Etisulergine (CQ 32-084) is an ergoline derivative. Etisulergine stimulates both dopamine D1- and D2-receptors, antagonizes alpha-adrenergic and serotonin 5-HT2 receptors. Etisulergine demonstrated antiparkinsonian activity in patients.

Nomelidine (norzimelidine), the active N-demethylated metabolite of zimelidine, is a potent and specific inhibitor of [14C]5-HT uptake in synaptosome rich homogenates of rat hypothalamus. Nomelidine inhibits the uptake of 5-HT more potently than the parent compound. Zimelidine (ZIM) and its main active metabolite norzimelidine (NZIM) have been shown to preferentially inhibit 5-hydroxytryptamine (5-HT) neuronal uptake both in vitro and in vivo while having much less effect on noradrenaline (NA) uptake.

Nolomirole (CHF1035) is an orally active, selective dopamine agonist, primarily activating DA2- and alpha2 receptors, thereby inhibiting norepinephrine release, which may be beneficial in heart failure. Nolomirole is able to attenuate the heart failure signs in the monocrotaline-induced congestive heart failure. CHF1035 is a mixture of two enantiomers, CHF1800 (+) and CHF1810 (-). CHF1035 and its metabolite CHF1024 significantly decreased the IOP in rabbits, and are potential novel IOP lowering agents. Especially, CHF1035 produced a substantial decrease in IOP for a prolonged period of time, and thus may prove useful in glaucoma therapy. Nolomirole is a pre-synaptic stimulator of DA2-dopaminergic and α2-adrenergic receptors in peripheral sympathetic nerve endings. These receptors act as a negative feedback mechanism, inhibiting norepinephrine secretion. In early phase clinical studies lasting 1–3 months, nolomirole reduced peripheral systemic resistance and 24 hour blood pressure and increased cardiac output. In a study of 29 patients with heart failure, followed for 10 days, a reduction in plasma norepinephrine was demonstrated. In spite of the fact that Nolomirole was in clinical trials for the treatment of heart failure, its development was discontinued.

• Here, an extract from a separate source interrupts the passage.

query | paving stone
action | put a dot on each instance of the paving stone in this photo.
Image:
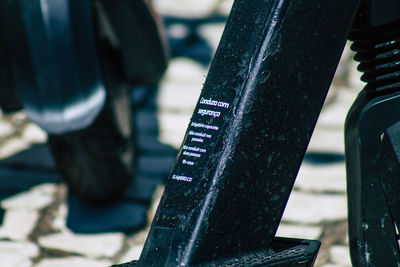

Pravadoline is the anti-nociceptive agent, which has analgesic efficacy against postoperative pain in humans. Pravadoline inhibits the enzyme cyclooxygenase, but in contrast to cyclooxygenase-inhibiting NSAIDs does not produce gastrointestinal irritation. Pravadoline inhibited the synthesis of prostaglandins in mouse brain both in vitro and ex vivo. Pravadoline demonstrated only weak anti-inflammatory activity relative to its anti-nociceptive potency. Single doses of pravadoline were safe and effective in humans, without serious adverse events. Single oral administration of pravadoline maleate induced acute tubular necrosis in male and female beagle dogs.

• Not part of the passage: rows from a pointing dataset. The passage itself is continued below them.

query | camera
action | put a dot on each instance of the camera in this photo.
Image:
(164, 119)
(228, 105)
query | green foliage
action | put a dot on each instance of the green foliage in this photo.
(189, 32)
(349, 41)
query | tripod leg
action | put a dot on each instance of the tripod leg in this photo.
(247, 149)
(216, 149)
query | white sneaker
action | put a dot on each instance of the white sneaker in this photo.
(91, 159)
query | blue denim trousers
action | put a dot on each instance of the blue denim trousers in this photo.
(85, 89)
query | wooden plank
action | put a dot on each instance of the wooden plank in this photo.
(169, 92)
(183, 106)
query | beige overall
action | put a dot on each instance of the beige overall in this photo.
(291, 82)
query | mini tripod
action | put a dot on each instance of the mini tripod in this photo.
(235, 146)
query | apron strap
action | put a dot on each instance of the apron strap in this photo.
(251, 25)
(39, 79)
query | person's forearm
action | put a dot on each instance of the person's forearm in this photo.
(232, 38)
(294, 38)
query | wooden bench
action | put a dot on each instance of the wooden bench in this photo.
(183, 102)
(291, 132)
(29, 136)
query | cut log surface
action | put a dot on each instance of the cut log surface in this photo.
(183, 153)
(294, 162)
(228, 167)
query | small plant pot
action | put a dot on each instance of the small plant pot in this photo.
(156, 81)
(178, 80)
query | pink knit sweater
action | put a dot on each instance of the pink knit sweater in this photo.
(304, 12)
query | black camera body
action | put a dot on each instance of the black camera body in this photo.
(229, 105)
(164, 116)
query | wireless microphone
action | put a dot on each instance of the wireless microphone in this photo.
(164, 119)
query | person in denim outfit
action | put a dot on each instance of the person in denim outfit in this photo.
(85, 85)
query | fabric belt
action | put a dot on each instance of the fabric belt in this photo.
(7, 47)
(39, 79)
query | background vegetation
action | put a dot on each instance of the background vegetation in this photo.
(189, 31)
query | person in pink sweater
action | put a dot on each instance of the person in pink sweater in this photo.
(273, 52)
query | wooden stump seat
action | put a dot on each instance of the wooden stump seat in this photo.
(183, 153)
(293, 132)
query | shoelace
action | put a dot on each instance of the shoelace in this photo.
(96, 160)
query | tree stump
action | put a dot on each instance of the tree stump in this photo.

Pirandamine is the potential antidepressant drug. It is a relatively selective inhibitor of the serotonin uptake mechanism and does not exhibit appreciable norepinephrine uptake blocking activity in contrast to the tricyclic antidepressant drugs imipramine and amitriptyline. Pirandamine is equivalent to amitriptyline and greater than imipramine in potency as a serotonin uptake blocker and a potentiator of central serotonin pharmacological actions, and in contrast, does not exhibit appreciable central anticholinergic effects. Pirandamine potentiated the behavioral effects of 5-hydroxytryptophan in mice. Pirandamine, in contrast to desimipramine and imipramine, did not prevent reserpine-induced hypothermia. The (-)-enantiomer of pirandamine retained the activity of the racemate; the (+I-enantiomer was much less effective.

Droclidinium is the muscarinic receptors antagonist. It is an anticholinergic, spasmolytic agent.

Valdipromide is an antidepressant.

Alepride is a sulpiride derivative. It is an antiemetic agent.

Nitrazepate is the diazepam derivative. Nitrazepate is tranquiliser.

Pranosal is the analgesic and anti-inflammatory agent. It has been used as the salicylate as a topical analgesic in concentrations of 5% in rheumatic and other disorders.